Accidentally posted this in stackoverflow, so reposting here. I have a repeated-measures design experiment. Each subject took part in some experimental conditions, each one associated with several events. Normally I would analyse this with an ANOVA by grouping across all events, but I want to include those individual events in the model, and also account for subject effects.

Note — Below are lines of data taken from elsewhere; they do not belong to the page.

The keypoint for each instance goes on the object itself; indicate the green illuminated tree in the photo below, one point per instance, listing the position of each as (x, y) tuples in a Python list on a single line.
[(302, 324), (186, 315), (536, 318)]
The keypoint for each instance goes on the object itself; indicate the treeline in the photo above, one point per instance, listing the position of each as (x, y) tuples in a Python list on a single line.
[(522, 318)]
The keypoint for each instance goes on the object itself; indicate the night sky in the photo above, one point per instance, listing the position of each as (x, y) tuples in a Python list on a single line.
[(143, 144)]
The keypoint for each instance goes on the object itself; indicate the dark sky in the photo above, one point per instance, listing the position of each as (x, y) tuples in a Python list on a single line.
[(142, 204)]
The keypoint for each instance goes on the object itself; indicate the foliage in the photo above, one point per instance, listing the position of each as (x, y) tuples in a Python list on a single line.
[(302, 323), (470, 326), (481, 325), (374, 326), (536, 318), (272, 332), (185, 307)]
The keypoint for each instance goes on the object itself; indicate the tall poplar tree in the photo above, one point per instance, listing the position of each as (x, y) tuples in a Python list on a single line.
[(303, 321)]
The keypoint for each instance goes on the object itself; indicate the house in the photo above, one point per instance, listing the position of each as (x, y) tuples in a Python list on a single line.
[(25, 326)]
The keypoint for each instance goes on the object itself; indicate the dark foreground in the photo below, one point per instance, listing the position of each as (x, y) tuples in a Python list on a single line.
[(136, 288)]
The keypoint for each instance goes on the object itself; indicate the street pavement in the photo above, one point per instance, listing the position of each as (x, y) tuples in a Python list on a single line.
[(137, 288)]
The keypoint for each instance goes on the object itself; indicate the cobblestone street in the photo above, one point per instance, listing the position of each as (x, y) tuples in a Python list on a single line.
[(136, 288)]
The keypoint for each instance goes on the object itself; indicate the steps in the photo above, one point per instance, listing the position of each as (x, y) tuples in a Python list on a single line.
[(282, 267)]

Example data
import numpy as np
import pandas as pd
condition = ['A']*3 + ['B']*3 + ['C']*3
events = list(range(1, len(condition)+1))
subject = [1]*len(events)
data = {
'subject':subject+[i+1 for i in subject]+[i+2 for i in subject],
'events':events*3,
'condition':condition*3
}
df = pd.DataFrame(data)
np.random.seed(1)
df['y'] = [np.random.randint(0,2) for i in range(df.shape[0])]
print(df)
print(df.groupby(['subject', 'condition'], as_index=False)['y'].mean())
So the full data:
subject events condition y
1 1 A 1
1 2 A 1
1 3 A 0
1 4 B 0
1 5 B 1
1 6 B 1
1 7 C 1
1 8 C 1
1 9 C 1
2 1 A 0
2 2 A 0
2 3 A 1
2 4 B 0
2 5 B 1
2 6 B 1
2 7 C 0
2 8 C 0
2 9 C 1
3 1 A 0
3 2 A 0
3 3 A 0
3 4 B 1
3 5 B 0
3 6 B 0
3 7 C 1
3 8 C 0
3 9 C 0
And the grouped data:
subject condition y
1 A 0.666666667
1 B 0.666666667
1 C 1
2 A 0.333333333
2 B 0.666666667
2 C 0.333333333
3 A 0
3 B 0.333333333
3 C 0.333333333
I would like to know how to do a multi-level (logistic regression?) model to account for events and subjects as well as the condition as factors. It's a bit strange to me because when we group together and analyse the means we can use a standard ANOVA, but when we retain the full dataset and analyse it the outcome measure is of course binary, meaning we should use some sort of logistic regression. Is this correct? And if so, is this possible given the within-subjects design? If so, how do we achieve this in python (or R)?